Barakkenkamp (Hutment camp) Appelweg

This military camp was called ‘Barakkenkamp Appelweg’ and consisted of six hutments, built in a square. The site of Barakkenkamp Appelweg was partly forested. It was accessible via the Kapelweg and the Laan 1914. At this crossing, at the beginning of the Appelweg, a barrier was built on the ground of Amersfoort. The gate, made of bricks, and the remainder of the camp were situated a bit further on, on the ground of Leusden. Messrs. Hertzinger and Schimmel were the building contractors in charge of the erection of the huts and the Salomons company made the concrete foundations. Two huts were in use for the administration, a kitchen and a canteen. Four more huts served as quarters for young NCO’s and enlisted men. The officers and older NCO’s were accomodated in houses in Amersfoort. Next to the site at the Appelweg, at the corner of the Leusderweg and the Laan 1914, the  Barakkenkamp Amsvorde was built to house two companies. This site was owned by the municipality of Amersfoort. The Ministry of Defence paid the owners the rent for both sites.

The huts at the Appelweg were meant to house the soldiers that trained on the Leusderhei (training ground) and were also busy building the Grebbelinie (defence line) and  the defence line around Amersfoort. Some trenches built for training were discovered around Kamp Amersfoort.  During the mobilisation of 1939 – 1940 the 1st Batallion of the 16th Regiment Infantry was housed here, about 650 man in total. The commanding officer of the regiment was wing commander J. Visser, the officer in command of the batallion was reserve captain Jacob Klaverstijn. When the Germans attacked the Regiment was deployed in the surroundings of Hamersveld. After a few days of battle it was withdrawn behind the Hollandse Waterlinie (water defence line).

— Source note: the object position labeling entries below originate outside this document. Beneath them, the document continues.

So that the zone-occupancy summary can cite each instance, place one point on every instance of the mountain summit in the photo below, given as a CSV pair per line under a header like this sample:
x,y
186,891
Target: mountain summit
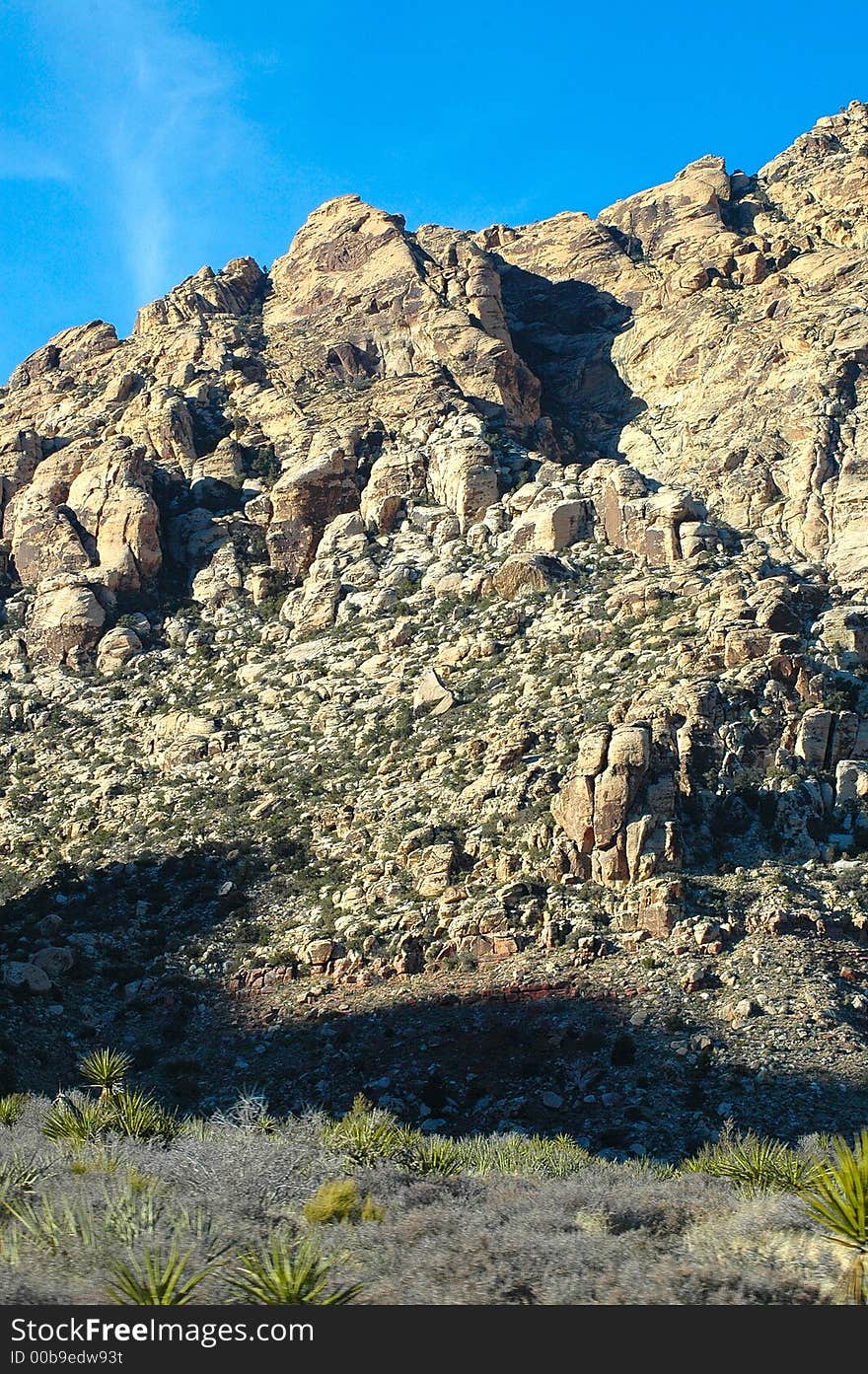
x,y
485,590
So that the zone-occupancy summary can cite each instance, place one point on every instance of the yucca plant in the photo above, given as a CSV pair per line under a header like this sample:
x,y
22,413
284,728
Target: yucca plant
x,y
431,1156
11,1107
287,1271
135,1114
158,1278
18,1175
105,1069
76,1120
52,1226
368,1133
753,1163
836,1199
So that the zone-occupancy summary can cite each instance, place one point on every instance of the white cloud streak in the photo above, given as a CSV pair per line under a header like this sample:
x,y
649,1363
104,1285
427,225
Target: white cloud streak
x,y
158,108
25,160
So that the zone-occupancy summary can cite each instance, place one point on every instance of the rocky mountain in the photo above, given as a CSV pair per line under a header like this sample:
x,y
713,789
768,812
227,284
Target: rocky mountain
x,y
455,594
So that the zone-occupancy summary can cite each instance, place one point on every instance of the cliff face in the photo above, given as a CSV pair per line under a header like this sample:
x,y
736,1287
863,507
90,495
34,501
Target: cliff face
x,y
628,458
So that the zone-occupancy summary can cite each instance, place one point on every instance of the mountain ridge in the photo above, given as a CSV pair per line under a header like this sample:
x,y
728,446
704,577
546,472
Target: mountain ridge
x,y
486,595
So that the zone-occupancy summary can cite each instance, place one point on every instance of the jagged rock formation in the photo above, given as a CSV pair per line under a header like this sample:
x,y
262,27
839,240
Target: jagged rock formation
x,y
632,447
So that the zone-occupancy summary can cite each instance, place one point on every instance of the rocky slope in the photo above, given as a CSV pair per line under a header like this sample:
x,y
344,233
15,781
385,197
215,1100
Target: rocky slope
x,y
441,598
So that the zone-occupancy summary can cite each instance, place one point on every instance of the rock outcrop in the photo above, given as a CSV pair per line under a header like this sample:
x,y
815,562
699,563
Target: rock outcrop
x,y
588,496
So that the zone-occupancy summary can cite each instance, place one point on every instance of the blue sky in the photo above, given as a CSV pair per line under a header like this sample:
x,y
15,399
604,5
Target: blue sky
x,y
140,139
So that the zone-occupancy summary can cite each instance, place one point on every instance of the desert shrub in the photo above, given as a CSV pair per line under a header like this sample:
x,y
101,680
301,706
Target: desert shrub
x,y
287,1271
156,1278
368,1133
105,1069
11,1108
753,1163
339,1199
836,1199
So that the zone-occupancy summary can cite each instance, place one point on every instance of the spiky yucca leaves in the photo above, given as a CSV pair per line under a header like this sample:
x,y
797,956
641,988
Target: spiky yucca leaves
x,y
74,1120
54,1226
77,1120
836,1199
286,1271
105,1069
755,1163
367,1133
11,1107
135,1114
433,1156
158,1278
18,1175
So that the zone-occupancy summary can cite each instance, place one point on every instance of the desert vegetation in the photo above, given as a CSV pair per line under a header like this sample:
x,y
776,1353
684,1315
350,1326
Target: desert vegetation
x,y
128,1202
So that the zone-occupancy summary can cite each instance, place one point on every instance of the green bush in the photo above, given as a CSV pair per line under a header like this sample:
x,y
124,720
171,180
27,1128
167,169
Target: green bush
x,y
753,1163
339,1199
286,1271
836,1198
158,1278
11,1108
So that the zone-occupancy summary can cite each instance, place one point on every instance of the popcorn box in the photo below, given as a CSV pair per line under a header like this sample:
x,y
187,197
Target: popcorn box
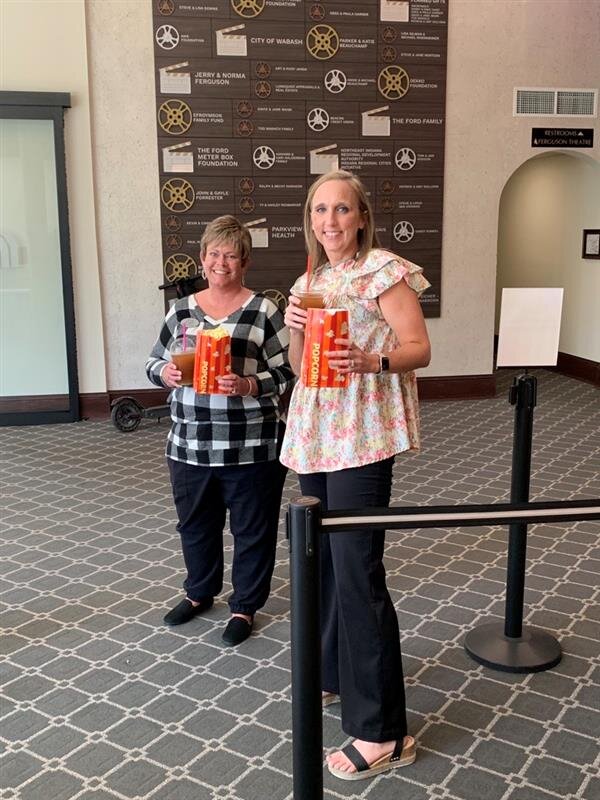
x,y
213,357
323,326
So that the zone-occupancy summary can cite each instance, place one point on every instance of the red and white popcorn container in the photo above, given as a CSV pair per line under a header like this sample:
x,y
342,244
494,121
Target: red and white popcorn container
x,y
213,358
323,327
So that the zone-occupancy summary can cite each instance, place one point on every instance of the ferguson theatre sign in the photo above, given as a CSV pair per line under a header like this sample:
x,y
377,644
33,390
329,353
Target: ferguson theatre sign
x,y
257,98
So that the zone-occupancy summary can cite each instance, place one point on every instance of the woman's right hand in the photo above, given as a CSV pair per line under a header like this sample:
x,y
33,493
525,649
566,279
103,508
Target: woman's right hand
x,y
170,375
295,317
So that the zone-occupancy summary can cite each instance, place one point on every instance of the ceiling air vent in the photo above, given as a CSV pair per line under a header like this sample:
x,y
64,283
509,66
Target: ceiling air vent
x,y
555,102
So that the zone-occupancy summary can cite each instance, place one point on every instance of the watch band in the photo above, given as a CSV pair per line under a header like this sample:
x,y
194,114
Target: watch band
x,y
384,364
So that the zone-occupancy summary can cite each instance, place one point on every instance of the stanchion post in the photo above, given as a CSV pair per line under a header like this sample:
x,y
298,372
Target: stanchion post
x,y
510,647
523,395
303,520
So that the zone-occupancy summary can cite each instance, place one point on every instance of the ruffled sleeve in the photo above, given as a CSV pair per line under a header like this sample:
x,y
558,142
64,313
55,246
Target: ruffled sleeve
x,y
382,269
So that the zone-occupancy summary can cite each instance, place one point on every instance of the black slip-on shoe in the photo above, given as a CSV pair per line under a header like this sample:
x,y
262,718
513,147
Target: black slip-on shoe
x,y
186,610
237,631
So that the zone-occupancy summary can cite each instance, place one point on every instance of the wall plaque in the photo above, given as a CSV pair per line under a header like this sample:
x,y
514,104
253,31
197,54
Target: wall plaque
x,y
256,98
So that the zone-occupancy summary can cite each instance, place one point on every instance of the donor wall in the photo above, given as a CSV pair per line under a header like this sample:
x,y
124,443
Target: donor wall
x,y
257,98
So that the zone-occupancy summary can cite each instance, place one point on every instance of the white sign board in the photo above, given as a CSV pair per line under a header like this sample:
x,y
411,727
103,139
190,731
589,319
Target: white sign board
x,y
529,327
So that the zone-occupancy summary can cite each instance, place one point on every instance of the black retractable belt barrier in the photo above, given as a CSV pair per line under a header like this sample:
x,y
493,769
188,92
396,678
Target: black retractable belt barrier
x,y
304,531
305,522
508,647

Just like in the First World War the policy of The Netherlands was based on trying to remain neutral. In the thirties the government actually tried to prevent  another war. Still, a war was considered possible. The threat coming from Germany in the years between 1930 and 1940 lead  to the Dutch government spending more money in order to strenghten its defence lines. One of these was the Grebbelinie, running from the Grebbeberg, near the river Rhine to the IJsselmeer via Amersfoort.